Во многих из этих моментов Шопенгауэр больше напоминает Англию, чем Германию. Действительно, только после продолжительной борьбы он неохотно отказался от надежд на университетский пост и занял место среди вольных спекулянтов. Если бы это было возможно, он с радостью вступил бы в регулярную армию философских преподавателей и работал бы по ее правилам. Но ему предстояла другая работа. Он должен был стать апостолом язычников, необрезанных язычников, раз уж избранный культурный и образованный народ отказался его слушать. Для работы систематического учителя ему не хватало методической подготовки, а еще больше не хватало регулярного, точного и почти прозаического таланта, который выдает мудрость в осязаемых объемах для потребления аудиторией, привлеченной не философской страстью, а давлением академических предписаний. Но если он и не годился для того, чтобы быть учителем систематической логики и этики, в которых он никогда не был досконально сведущ, то по самому своему дилетантизму, по своим литературным способностям, по своему интересу к проблемам, как они поражают естественный разум, он был способен стимулировать, направлять, возможно, даже очаровывать тех, кто, как и он сам, в силу темперамента, ситуации, внутренних проблем, задавался вопросом «почему» и «зачем» всего этого непостижимого мира.
Он пришел к своей работе с другой подготовкой и предрасположенностью, чем большинство его философских соперников или предшественников. В длинном списке самых выдающихся учителей Германии, от Христиана Вольфа в конце семидесятых годов до Гегеля в конце восемнадцатого века, большинство из них, будучи детьми крестьян, или ремесленников, или скромных чиновников, вынуждены были пробиваться через скучные и крутые подступы к репетиторству или другой каторге, пока не получили гроши, положенные оплачиваемым государством учителям философии.

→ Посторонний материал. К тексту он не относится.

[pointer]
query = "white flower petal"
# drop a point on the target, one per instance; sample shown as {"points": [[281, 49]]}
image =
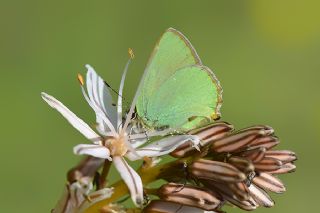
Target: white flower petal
{"points": [[93, 150], [100, 95], [95, 197], [131, 178], [75, 121], [164, 146]]}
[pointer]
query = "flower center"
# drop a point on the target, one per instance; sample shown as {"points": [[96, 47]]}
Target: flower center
{"points": [[116, 145]]}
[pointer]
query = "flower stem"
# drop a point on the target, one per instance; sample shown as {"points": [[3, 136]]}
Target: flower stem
{"points": [[147, 175]]}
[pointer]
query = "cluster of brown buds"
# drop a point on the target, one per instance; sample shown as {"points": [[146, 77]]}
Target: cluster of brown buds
{"points": [[235, 167]]}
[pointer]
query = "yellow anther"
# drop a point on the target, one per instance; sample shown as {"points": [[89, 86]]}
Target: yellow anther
{"points": [[131, 54], [80, 79]]}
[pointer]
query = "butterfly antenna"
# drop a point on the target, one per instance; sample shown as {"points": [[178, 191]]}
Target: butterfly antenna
{"points": [[119, 105]]}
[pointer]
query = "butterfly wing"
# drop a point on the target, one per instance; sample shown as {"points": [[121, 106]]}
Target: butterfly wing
{"points": [[177, 87]]}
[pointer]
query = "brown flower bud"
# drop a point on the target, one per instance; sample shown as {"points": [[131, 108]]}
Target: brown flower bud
{"points": [[269, 182], [286, 168], [242, 164], [215, 170], [255, 154], [260, 196], [189, 196], [284, 156], [268, 164], [267, 142], [207, 135], [160, 206], [239, 140]]}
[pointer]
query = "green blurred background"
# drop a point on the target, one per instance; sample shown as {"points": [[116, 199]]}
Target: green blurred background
{"points": [[265, 53]]}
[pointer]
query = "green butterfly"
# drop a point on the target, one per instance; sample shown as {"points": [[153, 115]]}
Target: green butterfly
{"points": [[177, 91]]}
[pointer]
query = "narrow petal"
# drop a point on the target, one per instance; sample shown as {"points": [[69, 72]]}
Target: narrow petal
{"points": [[100, 100], [99, 94], [95, 197], [131, 178], [75, 121], [164, 146], [97, 151]]}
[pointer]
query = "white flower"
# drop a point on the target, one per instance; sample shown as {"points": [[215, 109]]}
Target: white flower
{"points": [[115, 140]]}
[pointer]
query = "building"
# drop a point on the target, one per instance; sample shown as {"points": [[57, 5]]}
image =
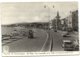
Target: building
{"points": [[70, 22], [75, 20]]}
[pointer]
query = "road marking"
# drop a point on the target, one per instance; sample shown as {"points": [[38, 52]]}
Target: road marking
{"points": [[45, 41]]}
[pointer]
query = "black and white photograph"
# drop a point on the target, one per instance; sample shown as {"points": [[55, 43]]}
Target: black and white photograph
{"points": [[39, 26]]}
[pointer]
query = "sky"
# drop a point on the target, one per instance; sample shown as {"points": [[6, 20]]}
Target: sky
{"points": [[19, 12]]}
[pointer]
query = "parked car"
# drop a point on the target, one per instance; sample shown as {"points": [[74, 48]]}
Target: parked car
{"points": [[66, 35], [68, 45]]}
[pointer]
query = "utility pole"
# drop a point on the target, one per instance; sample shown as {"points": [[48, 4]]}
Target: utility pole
{"points": [[49, 27]]}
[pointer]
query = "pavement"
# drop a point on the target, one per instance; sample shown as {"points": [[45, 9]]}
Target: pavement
{"points": [[44, 40], [29, 45]]}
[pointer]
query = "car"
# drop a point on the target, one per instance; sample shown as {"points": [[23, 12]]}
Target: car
{"points": [[66, 35], [68, 45]]}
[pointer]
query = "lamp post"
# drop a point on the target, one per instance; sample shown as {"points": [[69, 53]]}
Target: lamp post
{"points": [[51, 42]]}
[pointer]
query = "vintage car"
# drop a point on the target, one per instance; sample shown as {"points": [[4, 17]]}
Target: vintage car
{"points": [[70, 45]]}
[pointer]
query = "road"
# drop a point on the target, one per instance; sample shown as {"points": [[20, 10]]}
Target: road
{"points": [[44, 40], [54, 42], [27, 45]]}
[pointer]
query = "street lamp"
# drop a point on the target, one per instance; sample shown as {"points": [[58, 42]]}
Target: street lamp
{"points": [[49, 27]]}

Вместо тугого и тяжелого ярма, которое им приходилось носить, Шопенгауэр, получив легкие уроки в открытой книге природного и социального мира, в годы расцвета мужества, имея достаточный доход для самостоятельного пути, был предоставлен самому себе, чтобы сформировать и изложить свои убеждения о цели жизни и ценности вселенной. Это была не совсем выгода: его свобода была подобна независимости голоса, вопиющего в пустыне: нелицензированный учитель оставался без внимания, а официальные философы, если и не сговаривались, как он дико предполагал, игнорировать его, то все же действовали, чувствуя, что едва ли в их строгом долгу исследовать притязания этого неаккредитованного миссионера.